Aunque Errejón asumió el resultado de Vistalegre, el rumbo del equipo de Iglesias tras el cónclave desató mudas discrepancias internas del sector errejonista. La arcana combinación de audacia y azar que parece bendecir al secretario general hizo, por ejemplo, que el Tramabús, que no gustó nada en la familia errejonista, acabara como un éxito comunicativo gracias a un factor exógeno: la operación Lezo. Con la moción de censura, que nació de la idea de Ramón Espinar de impugnar a Cifuentes en la Asamblea de Madrid, ha ocurrido algo parecido: la susurrante disidencia interna barruntaba que el consenso de los grandes partidos abjuraría del formato de debate sobre el Estado de la Nación que Iglesias pretendía y que eso los acabaría arrinconando en un papel lateral y gruñón, mientras el PSOE se refundaba alrededor de su flamante Edmundo Dantés. De ahí la importancia que para Podemos tuvo que Mariano Rajoy, escarmentado en la cabeza ajena de Cifuentes, asumiera en solitario la defensa de su gestión, una maniobra que a posteriori parece ineluctable, dado el grado de oxidación a que la vertiginosa actualidad ha sometido al consejo de ministros –Rafael Catalá (caso Moix), Cristóbal Montoro (amnistía fiscal) y Luis de Guindos (gestión de la crisis financiera)–, en las semanas que Ana Pastor dejó pasar para discutir la moción.

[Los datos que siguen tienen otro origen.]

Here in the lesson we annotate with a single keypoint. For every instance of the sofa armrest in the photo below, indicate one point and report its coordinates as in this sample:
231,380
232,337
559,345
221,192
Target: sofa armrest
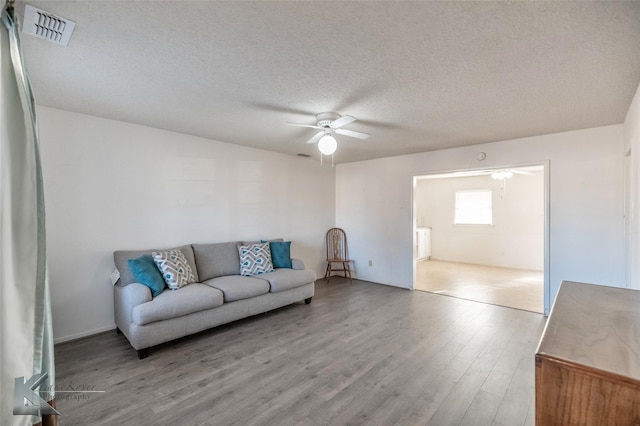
125,298
297,264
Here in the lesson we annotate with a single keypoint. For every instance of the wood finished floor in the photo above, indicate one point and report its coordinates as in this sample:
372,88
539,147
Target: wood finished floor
361,353
514,288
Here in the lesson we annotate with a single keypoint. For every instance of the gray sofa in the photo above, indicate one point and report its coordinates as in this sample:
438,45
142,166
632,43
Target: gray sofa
220,295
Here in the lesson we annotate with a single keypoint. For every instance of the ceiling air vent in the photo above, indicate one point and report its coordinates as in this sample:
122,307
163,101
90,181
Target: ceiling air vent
47,26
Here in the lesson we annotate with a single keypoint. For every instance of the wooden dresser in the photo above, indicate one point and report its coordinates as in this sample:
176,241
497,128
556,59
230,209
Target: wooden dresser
588,359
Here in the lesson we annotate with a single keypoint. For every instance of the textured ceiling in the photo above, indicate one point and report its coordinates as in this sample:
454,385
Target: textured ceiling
418,76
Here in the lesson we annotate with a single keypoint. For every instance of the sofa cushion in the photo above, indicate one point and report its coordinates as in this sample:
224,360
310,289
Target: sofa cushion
121,257
147,273
175,303
237,287
217,260
286,279
255,259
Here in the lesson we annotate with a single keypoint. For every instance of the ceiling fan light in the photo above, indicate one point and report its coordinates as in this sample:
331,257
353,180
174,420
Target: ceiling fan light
327,144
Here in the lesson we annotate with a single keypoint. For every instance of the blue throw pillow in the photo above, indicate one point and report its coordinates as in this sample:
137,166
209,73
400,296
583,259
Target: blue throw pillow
281,254
147,273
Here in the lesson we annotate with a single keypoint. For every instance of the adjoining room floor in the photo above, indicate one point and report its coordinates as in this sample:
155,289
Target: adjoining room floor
514,288
360,353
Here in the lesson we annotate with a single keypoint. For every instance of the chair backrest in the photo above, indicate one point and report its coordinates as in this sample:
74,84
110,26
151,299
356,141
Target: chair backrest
337,244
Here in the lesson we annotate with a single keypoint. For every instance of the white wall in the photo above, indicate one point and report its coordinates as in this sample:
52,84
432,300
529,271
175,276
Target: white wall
373,204
111,185
632,147
516,238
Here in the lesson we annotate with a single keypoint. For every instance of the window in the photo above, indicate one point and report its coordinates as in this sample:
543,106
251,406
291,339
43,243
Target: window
473,208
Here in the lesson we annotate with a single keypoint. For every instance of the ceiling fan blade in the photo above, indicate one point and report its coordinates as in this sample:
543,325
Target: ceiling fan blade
315,138
303,125
352,134
342,121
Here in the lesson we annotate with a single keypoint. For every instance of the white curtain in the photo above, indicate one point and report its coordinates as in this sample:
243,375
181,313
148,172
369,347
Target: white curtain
26,346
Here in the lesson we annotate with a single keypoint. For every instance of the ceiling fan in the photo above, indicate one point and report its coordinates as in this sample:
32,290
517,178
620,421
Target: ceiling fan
330,123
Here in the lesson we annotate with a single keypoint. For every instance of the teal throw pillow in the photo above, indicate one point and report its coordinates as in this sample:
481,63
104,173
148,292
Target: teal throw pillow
147,273
281,254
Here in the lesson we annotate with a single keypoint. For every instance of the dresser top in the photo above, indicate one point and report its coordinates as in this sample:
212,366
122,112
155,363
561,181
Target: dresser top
595,326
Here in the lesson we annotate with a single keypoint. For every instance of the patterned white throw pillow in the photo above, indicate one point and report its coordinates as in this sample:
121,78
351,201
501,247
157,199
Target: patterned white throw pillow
255,259
174,267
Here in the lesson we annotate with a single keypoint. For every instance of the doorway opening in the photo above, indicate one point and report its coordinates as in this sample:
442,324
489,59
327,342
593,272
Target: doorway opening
483,235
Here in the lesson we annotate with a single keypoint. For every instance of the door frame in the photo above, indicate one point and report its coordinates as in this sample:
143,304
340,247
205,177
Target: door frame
546,164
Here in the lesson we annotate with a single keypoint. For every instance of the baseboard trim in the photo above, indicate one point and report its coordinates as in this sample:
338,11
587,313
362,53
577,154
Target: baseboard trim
83,334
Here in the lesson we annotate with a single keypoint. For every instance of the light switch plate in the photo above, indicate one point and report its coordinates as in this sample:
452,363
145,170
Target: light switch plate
115,276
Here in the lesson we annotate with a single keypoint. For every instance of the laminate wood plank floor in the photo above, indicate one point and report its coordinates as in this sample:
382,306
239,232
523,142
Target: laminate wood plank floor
514,288
360,353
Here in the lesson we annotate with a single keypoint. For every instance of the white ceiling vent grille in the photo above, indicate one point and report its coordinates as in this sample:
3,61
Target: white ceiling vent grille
47,26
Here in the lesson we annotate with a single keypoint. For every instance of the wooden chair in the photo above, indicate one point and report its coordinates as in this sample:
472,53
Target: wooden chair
337,254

Cuando Rajoy salió a responder a la wagneriana obertura de rayos y truenos de Irene Montero, el grupo de Unidos Podemos tuvo que resistir la tentación de mandar a Iglesias a un tú a tú con el presidente. Montero logró así, además de salir con bien del brete, fijar una imagen poderosa: la de dos antípodas políticas, generacionales, formales, de género y de clase. Si la semana pasada asistimos al poder metonímico que conservan las imágenes de 1977, Rajoy y Montero proyectaron una para los libros de historia: el sexagenario registrador de la propiedad pontevedrés, con sus modos canovistas, su retórica alfonsina y su retranca, se erigía en cerbero del statu quo ante la enmienda a la totalidad promovida por una psicóloga veinteañera, activista de óptimo expediente académico en la educación pública, con su verbo expeditivo y airado. Sea leída la imagen como el duelo en términos virtuosos –la responsabilidad veterana frente a la audacia juvenil– o peyorativos –el inmovilismo artrítico frente a la temeridad bisoña–, el cuadro posee todos los atributos para ser icono eminente del presente español.